L’accordo storico sulla fiscalità internazionale delle multinazionali che utilizzano piattaforme digitali scatterà nel 2023 e porterà una riallocazione di più di 125 miliardi di dollari. L’intervento di Maricla Pennesi, partner dello studio Andersen, esperta di fiscalità economica, ESG, tassazione d’impresa e membro del Board di AmCham
Lo scorso 8 ottobre è stato raggiunto un accordo definibile storico sulla fiscalità internazionale, sottoscritto da 136 giurisdizioni in ambito Ocse e successivamente ribadito come impegno congiunto anche da parte dei leader dei Paesi del G20.
Dopo anni di lavoro e ampie discussioni su come dovesse cambiare a livello internazionale la tassazione della economia digitale, che ricordiamo non è solo quella riferibile alle Big Tech ma anche a tutte quelle imprese multinazionali che utilizzano piattaforme digitali per fare business, si è trovato un’unione d’intenti sulla definizione di un’imposta minima globale con di fatto una parziale riallocazione degli utili tassabili ai Paesi dei mercati di sbocco dei prodotti e servizi delle imprese. Dagli studi effettuati si ipotizza una riallocazione di più di 125 miliardi di dollari in relazione ad un campione di circa 100 tra le maggiori multinazionali.
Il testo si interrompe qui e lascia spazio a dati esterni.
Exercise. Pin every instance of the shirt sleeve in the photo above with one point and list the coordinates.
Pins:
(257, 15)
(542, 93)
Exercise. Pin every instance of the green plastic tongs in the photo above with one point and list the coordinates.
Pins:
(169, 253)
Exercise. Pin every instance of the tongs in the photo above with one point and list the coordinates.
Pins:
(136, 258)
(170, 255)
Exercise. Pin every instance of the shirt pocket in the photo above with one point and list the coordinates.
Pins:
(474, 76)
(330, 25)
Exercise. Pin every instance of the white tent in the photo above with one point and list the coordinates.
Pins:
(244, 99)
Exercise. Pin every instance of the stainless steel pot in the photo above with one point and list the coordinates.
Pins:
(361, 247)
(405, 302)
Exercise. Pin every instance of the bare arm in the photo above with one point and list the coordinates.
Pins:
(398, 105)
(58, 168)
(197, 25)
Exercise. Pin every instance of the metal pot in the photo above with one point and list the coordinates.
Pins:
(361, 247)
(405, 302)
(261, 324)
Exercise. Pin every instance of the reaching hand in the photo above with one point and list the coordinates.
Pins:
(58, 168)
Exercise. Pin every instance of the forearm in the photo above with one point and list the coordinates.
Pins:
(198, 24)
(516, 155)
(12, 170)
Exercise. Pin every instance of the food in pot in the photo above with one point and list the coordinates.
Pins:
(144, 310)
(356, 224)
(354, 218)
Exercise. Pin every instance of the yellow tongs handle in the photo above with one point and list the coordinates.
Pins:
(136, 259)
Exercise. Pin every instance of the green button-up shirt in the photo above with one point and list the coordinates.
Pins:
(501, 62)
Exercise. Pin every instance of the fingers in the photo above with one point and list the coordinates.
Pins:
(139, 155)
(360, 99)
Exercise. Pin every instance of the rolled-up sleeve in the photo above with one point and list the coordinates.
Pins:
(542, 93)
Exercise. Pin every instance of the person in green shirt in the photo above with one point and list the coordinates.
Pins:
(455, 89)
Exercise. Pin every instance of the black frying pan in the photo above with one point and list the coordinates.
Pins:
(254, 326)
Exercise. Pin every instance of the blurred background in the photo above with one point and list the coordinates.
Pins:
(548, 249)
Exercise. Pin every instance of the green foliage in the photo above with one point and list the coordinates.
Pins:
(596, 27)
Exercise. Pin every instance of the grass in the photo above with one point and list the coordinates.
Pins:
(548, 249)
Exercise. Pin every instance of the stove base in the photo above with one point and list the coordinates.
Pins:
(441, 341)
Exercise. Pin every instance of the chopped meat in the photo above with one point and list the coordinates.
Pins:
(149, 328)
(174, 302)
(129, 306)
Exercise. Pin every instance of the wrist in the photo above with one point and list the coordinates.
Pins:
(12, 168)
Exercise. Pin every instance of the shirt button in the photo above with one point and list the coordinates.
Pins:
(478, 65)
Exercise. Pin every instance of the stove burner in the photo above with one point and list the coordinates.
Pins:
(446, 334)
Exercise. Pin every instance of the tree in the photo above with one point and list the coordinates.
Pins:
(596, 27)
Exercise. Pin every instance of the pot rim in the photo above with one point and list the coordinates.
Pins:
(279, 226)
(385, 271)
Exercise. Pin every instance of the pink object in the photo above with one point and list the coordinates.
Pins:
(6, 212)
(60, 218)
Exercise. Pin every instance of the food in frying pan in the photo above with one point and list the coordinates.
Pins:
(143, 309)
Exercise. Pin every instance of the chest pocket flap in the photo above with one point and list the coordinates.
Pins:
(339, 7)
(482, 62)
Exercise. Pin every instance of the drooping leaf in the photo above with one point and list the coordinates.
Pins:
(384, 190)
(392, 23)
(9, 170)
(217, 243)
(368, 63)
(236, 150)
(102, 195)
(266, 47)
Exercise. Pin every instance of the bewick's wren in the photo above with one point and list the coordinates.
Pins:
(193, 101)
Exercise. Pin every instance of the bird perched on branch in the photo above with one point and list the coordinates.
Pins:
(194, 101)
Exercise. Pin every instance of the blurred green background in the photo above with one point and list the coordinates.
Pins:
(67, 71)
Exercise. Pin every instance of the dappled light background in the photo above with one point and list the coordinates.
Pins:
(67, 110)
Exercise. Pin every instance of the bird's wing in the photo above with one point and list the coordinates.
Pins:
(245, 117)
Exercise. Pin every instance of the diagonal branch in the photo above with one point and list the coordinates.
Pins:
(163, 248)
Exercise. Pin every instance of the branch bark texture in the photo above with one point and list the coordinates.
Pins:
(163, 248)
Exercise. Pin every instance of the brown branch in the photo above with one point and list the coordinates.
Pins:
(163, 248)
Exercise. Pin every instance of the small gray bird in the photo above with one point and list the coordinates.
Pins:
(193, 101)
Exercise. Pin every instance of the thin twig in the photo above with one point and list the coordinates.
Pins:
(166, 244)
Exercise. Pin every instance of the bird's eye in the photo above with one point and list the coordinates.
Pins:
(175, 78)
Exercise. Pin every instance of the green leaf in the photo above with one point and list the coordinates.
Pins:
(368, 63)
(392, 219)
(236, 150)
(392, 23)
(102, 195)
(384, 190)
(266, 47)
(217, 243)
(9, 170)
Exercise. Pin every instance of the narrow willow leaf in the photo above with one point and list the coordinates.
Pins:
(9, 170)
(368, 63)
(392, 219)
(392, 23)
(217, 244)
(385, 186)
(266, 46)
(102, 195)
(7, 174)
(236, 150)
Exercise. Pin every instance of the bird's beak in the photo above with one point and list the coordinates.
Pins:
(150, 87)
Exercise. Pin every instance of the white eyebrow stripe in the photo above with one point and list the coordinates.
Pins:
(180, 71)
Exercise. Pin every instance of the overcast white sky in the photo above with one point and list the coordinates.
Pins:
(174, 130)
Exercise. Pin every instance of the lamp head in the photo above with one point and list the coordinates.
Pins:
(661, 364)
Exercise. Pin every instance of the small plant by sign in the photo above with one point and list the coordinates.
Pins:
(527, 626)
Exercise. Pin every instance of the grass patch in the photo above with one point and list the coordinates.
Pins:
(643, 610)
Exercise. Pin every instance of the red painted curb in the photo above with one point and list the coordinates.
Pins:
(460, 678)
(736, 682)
Utili che non avrebbero potuto essere tassati in base alle norme attualmente in vigore che fondano la pretesa impositiva sul reddito d’impresa in base alla residenza fiscale delle società, con l’eccezione del reddito prodotto in altro Stato per il tramite di una presenza stabile.
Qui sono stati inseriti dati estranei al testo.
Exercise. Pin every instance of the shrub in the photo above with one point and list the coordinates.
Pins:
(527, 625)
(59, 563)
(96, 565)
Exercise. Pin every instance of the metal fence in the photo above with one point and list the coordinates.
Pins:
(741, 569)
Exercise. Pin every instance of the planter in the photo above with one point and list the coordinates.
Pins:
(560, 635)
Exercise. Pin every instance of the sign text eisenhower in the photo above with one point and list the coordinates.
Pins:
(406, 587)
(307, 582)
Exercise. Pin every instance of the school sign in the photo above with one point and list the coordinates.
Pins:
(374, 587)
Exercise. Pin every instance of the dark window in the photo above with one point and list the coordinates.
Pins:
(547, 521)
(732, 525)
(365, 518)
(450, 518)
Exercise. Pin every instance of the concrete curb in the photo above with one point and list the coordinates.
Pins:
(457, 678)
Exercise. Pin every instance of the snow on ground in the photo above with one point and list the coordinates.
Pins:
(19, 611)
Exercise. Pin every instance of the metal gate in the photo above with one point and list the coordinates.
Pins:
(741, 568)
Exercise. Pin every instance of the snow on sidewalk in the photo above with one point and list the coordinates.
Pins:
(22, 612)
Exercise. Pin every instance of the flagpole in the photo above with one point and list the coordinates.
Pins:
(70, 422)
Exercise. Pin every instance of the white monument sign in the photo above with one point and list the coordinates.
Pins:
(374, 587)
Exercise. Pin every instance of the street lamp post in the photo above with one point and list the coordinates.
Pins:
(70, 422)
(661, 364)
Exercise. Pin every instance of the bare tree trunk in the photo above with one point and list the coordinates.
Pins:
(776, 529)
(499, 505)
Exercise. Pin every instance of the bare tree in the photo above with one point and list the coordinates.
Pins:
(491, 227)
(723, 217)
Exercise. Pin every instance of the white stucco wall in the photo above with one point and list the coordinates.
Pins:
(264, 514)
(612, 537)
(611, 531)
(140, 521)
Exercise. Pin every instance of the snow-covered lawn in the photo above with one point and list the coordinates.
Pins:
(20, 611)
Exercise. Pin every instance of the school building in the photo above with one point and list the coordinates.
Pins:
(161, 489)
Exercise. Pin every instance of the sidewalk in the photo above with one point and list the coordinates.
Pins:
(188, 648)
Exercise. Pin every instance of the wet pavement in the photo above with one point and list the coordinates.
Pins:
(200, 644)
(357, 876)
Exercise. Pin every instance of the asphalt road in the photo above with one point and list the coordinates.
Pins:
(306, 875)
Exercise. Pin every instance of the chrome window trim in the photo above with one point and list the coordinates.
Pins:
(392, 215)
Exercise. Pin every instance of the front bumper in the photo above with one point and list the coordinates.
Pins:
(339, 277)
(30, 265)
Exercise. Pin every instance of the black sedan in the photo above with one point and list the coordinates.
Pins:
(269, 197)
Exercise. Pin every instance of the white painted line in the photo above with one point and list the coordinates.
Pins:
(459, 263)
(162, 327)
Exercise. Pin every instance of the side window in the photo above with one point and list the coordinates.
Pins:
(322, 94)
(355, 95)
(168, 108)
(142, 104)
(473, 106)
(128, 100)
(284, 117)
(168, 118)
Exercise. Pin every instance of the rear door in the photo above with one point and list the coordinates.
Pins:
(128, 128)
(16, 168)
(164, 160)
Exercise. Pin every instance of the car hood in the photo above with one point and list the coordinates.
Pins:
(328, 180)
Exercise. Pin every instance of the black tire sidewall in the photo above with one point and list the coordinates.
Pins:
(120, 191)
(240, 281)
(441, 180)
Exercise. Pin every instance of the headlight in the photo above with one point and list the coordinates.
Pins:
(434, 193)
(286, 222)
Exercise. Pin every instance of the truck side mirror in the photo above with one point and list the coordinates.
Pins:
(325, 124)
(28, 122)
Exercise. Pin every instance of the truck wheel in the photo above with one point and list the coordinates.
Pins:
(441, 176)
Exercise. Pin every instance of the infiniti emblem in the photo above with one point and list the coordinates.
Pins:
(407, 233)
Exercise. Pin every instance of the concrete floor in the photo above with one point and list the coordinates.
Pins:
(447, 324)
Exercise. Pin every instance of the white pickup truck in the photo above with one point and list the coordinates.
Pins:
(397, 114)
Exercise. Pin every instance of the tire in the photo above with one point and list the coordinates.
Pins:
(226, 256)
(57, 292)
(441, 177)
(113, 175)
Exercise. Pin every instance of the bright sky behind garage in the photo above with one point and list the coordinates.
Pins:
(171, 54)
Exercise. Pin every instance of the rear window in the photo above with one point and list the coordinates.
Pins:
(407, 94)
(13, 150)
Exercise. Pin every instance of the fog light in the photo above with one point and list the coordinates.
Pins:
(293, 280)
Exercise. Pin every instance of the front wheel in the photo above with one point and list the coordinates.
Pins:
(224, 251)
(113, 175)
L’accordo raggiunto si concretizzerà a breve in una direttiva europea ed il 2022 sarà un anno di transizione e di definizione delle regole verso l’applicazione a regime della Global minimum tax che dovrebbe avvenire con il primo gennaio 2023; interessante notare che è prevista una clausola di standstill in base alla quale le imposte sui servizi digitali (digital tax) esistenti e altre simili dovranno essere congelate o abolite entro un certo periodo di tempo e a determinate condizioni. Imposte dal carattere unilaterale e divisivo che molto han fatto discutere e che da tempo si voleva superare con un sistema più equo e bilanciato.
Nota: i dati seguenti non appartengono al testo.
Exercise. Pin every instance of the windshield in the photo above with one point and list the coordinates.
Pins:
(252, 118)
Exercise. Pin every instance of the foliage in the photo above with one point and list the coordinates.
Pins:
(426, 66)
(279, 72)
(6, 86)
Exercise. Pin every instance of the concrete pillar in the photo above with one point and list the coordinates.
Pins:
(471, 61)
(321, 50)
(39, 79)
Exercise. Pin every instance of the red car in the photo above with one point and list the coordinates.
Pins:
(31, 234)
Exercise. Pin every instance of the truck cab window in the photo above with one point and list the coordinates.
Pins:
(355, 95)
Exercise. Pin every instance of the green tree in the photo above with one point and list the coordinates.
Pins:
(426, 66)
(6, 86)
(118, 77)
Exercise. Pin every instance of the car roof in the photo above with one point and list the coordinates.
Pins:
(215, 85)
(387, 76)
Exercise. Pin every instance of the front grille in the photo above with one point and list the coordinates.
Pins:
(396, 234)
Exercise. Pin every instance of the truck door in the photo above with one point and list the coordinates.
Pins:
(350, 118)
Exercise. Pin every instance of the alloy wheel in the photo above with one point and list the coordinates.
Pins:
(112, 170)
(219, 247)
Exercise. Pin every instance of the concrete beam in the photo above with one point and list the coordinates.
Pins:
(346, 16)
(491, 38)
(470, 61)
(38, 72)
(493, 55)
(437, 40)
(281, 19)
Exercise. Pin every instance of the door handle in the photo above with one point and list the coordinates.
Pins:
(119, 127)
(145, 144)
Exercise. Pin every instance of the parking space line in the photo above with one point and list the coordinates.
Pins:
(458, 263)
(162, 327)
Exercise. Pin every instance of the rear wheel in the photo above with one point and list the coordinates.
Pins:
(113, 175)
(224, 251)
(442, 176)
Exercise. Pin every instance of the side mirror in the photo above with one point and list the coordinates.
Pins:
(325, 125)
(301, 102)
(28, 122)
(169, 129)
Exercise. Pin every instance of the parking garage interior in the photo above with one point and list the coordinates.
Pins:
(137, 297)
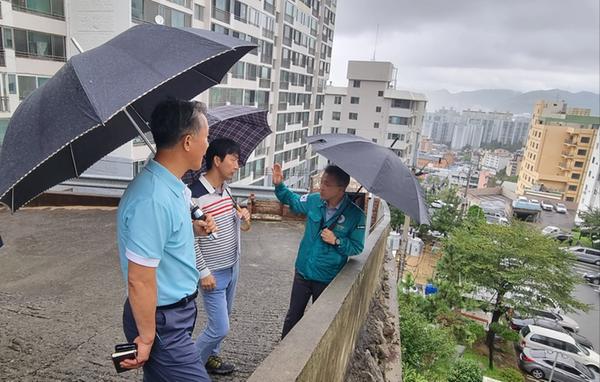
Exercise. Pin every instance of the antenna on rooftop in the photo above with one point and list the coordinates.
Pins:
(375, 46)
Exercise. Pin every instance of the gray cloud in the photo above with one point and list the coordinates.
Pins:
(479, 44)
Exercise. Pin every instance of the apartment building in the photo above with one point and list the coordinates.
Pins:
(558, 154)
(286, 74)
(371, 107)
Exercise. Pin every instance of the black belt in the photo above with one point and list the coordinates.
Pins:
(183, 302)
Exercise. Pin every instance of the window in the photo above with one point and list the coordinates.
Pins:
(198, 12)
(394, 120)
(27, 84)
(12, 84)
(237, 70)
(401, 103)
(52, 8)
(7, 37)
La valutazione positiva di questo accordo s’inserisce nel più ampio scenario degli obiettivi di sostenibilità internazionale; definire le regole per un sistema fiscale più stabile e più equo consentirà di ristabilire la fiducia degli stakeholders interessati, una concorrenza fra imprese non più basata su vantaggi differenziali generati da pianificazioni aggressive e un maggior gettito a livello dei Paesi spesso penalizzati dal suddetto arbitraggio fiscale.
Come affermato dal presidente Biden questo accordo “ci avvicina alla fine definitiva di quella corsa al ribasso, per garantire che le società più profittevoli paghino la loro giusta quota e forniscano ai governi le risorse da investire a favore dei lavoratori e delle proprie economie nazionali”.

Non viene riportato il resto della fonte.